Le indagini post-mortem hanno rivelato che l’uomo è morto per le torture subite. Il rapporto evidenzia lividi su gambe, braccia e schiena; le costole sono fratturate a causa di colpi inferti da bastoni di ferro. Al momento è stata presentata una denuncia contro il vice ispettore Zeshan e quattro poliziotti.

Secondo Rojar Noor Ala, “i poliziotti responsabili devono essere puntiti in modo esemplare. La questione degli omicidi extragiudiziali e la tortura nelle mani della polizia deve essere sollevata e discussa in Assemblea Nazionale, in modo da approvare una legge che tenga sotto controllo questi episodi”. “Purtroppo – aggiunge – ci sono segmenti della società che continuano ad avere pregiudizi nei confronti delle comunità emarginate”.
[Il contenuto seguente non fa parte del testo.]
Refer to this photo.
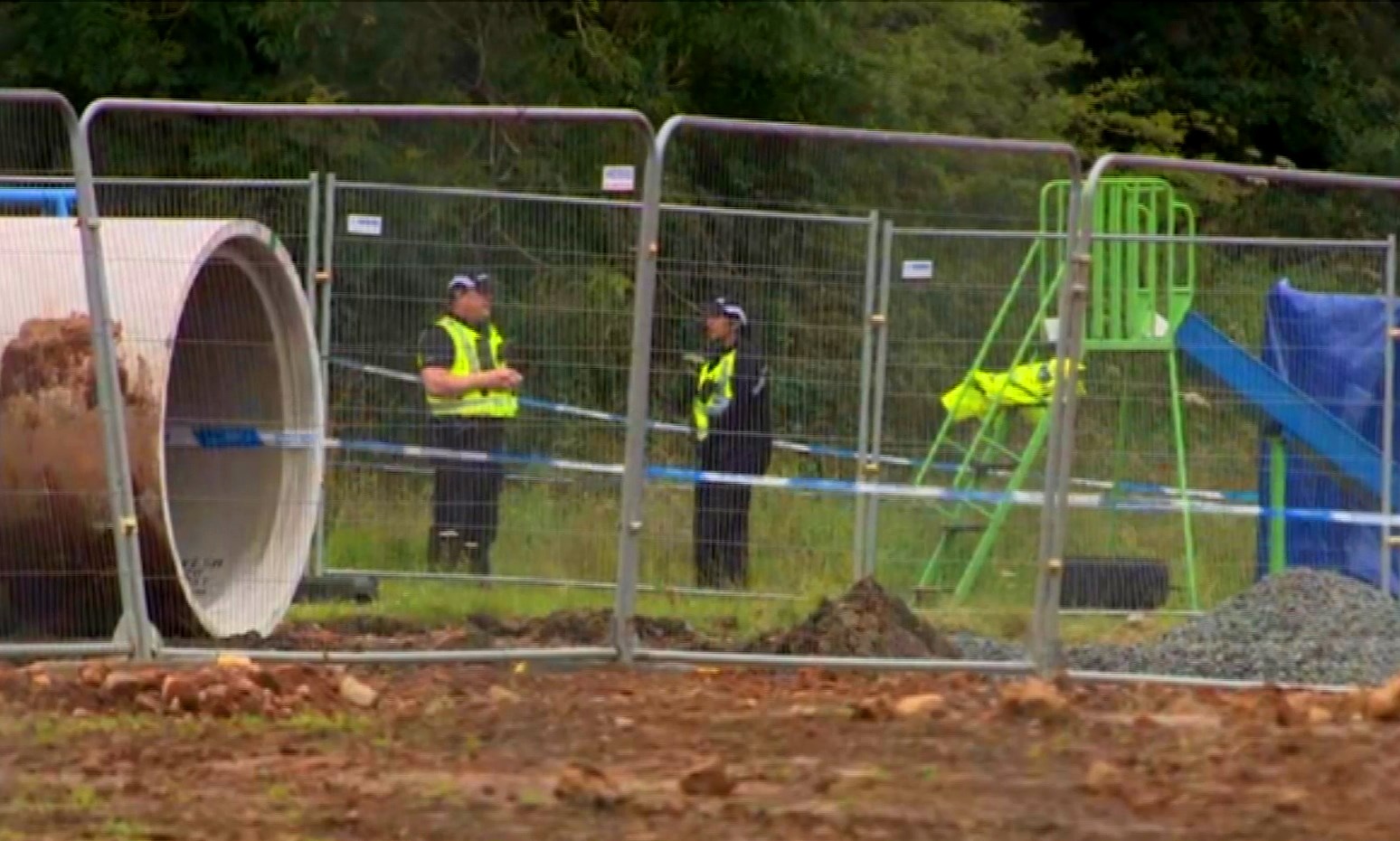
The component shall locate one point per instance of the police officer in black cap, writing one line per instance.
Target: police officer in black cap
(472, 396)
(733, 431)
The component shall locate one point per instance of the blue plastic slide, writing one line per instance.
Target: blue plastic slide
(1300, 417)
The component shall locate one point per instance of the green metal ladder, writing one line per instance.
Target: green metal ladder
(1133, 283)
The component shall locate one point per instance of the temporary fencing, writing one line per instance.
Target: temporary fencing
(69, 570)
(796, 224)
(251, 396)
(1216, 365)
(1238, 347)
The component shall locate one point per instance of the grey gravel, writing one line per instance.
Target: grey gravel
(1303, 626)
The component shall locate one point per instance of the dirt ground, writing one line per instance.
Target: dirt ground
(283, 751)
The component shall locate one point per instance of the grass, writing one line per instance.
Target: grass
(566, 526)
(566, 529)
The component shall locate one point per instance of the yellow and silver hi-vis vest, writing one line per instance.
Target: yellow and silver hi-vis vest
(480, 402)
(714, 391)
(1026, 388)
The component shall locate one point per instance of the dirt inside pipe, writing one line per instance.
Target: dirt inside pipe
(58, 556)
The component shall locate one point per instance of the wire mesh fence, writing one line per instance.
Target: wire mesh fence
(797, 477)
(562, 269)
(229, 339)
(1238, 371)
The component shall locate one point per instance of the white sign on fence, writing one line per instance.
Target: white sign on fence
(917, 270)
(619, 178)
(365, 225)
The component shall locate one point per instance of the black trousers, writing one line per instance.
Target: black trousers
(467, 495)
(721, 525)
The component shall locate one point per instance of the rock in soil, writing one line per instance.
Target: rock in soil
(866, 621)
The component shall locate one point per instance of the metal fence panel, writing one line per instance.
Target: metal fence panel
(64, 562)
(227, 334)
(563, 270)
(787, 220)
(1238, 403)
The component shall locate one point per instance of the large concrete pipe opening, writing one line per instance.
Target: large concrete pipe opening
(214, 340)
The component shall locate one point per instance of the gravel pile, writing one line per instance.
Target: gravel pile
(1303, 626)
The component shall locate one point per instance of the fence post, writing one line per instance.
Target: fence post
(1055, 513)
(125, 524)
(1387, 411)
(319, 303)
(881, 321)
(639, 386)
(863, 458)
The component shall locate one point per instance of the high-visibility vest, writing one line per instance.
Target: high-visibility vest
(1028, 388)
(714, 391)
(480, 402)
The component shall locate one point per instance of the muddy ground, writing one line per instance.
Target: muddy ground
(454, 751)
(235, 751)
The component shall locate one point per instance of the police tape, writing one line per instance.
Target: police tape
(817, 449)
(252, 439)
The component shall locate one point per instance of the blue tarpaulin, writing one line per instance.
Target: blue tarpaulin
(1331, 349)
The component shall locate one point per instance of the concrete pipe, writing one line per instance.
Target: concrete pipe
(212, 332)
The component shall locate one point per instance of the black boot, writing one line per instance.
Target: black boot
(446, 552)
(479, 557)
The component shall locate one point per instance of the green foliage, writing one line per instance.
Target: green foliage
(1307, 83)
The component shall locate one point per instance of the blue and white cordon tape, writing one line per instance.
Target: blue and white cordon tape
(252, 439)
(815, 449)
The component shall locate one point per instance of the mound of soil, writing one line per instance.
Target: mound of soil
(478, 631)
(212, 690)
(866, 621)
(587, 628)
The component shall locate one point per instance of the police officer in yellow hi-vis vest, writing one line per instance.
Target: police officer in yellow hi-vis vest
(733, 421)
(470, 395)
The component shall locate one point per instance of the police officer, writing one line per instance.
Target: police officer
(470, 396)
(733, 426)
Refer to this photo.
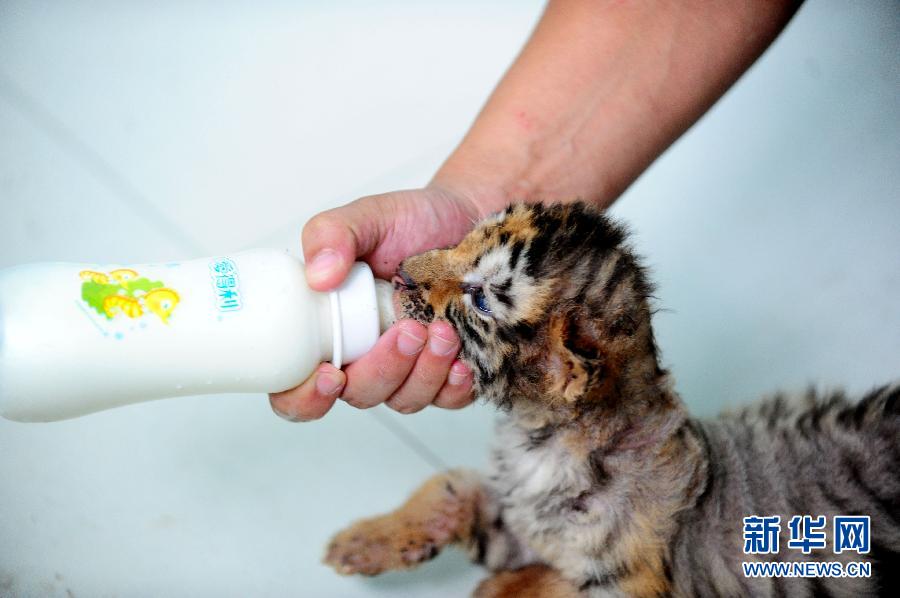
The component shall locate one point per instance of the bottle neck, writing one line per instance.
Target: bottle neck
(359, 311)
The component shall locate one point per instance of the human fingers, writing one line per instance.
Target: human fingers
(312, 399)
(429, 374)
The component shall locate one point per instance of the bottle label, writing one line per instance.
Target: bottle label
(124, 294)
(226, 284)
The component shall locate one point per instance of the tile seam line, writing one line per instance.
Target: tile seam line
(43, 119)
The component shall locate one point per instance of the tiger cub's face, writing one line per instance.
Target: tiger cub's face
(547, 302)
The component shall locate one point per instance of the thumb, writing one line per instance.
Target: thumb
(334, 239)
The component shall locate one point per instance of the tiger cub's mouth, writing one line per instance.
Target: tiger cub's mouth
(408, 299)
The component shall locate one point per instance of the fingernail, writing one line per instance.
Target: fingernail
(458, 374)
(409, 343)
(328, 383)
(441, 346)
(323, 265)
(291, 417)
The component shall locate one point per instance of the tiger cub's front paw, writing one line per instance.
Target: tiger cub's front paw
(400, 540)
(373, 546)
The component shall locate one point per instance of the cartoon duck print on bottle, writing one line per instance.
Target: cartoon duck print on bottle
(125, 292)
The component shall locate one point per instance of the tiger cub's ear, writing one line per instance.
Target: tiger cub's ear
(575, 354)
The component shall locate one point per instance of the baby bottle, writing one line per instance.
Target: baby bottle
(78, 338)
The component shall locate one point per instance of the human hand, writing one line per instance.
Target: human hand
(411, 365)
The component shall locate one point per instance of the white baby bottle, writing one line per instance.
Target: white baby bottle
(77, 338)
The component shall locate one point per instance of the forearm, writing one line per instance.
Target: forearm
(601, 89)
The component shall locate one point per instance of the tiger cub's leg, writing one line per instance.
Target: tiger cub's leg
(450, 508)
(534, 581)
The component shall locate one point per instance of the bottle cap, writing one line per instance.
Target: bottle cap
(354, 316)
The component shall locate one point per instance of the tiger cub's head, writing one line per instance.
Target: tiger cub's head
(549, 304)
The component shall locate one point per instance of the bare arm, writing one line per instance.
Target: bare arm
(599, 91)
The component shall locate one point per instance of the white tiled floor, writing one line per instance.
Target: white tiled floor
(132, 133)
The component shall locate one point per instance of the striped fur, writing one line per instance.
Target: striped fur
(601, 485)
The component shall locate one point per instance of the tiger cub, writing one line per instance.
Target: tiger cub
(601, 484)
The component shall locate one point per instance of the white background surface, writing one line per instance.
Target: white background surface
(130, 133)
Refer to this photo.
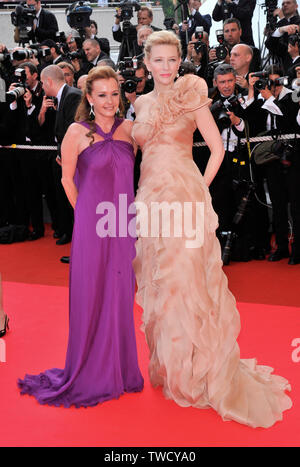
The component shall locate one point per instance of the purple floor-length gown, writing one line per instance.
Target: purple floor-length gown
(101, 361)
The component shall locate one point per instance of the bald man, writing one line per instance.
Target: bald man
(68, 99)
(240, 59)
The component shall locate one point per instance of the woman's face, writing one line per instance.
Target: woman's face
(93, 29)
(105, 97)
(163, 64)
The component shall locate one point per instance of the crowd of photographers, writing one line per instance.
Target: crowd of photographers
(250, 96)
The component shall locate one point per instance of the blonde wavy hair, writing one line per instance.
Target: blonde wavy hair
(83, 110)
(162, 38)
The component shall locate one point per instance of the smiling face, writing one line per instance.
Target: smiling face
(163, 62)
(105, 97)
(226, 84)
(232, 33)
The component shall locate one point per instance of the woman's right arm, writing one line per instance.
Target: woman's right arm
(70, 152)
(209, 130)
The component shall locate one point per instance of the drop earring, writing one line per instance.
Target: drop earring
(92, 113)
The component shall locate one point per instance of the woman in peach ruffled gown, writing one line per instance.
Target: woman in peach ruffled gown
(190, 318)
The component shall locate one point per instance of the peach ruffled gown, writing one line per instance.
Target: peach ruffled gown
(190, 318)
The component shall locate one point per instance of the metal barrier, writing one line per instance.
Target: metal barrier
(257, 139)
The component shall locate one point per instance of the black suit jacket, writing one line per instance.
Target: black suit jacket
(66, 112)
(291, 72)
(243, 12)
(47, 28)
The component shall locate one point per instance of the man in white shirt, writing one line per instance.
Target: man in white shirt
(274, 110)
(277, 41)
(45, 24)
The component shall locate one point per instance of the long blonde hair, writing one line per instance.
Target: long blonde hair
(83, 110)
Dil Nawaz Khan, teologo e ricercatore all’università di Liverpool sul dialogo islamo-cristiano, afferma: “Le violenze compiute dalle forze dell’ordine sono un crimine. Dopo l’omicidio di Amir Masih, essi hanno ucciso Salah ud Din, un disabile mentale che era accusato di furto ad un ATM. Ovunque nel mondo la polizia ha il permesso di violare il giuramento fatto, che è quello di proteggere i diritti umani”.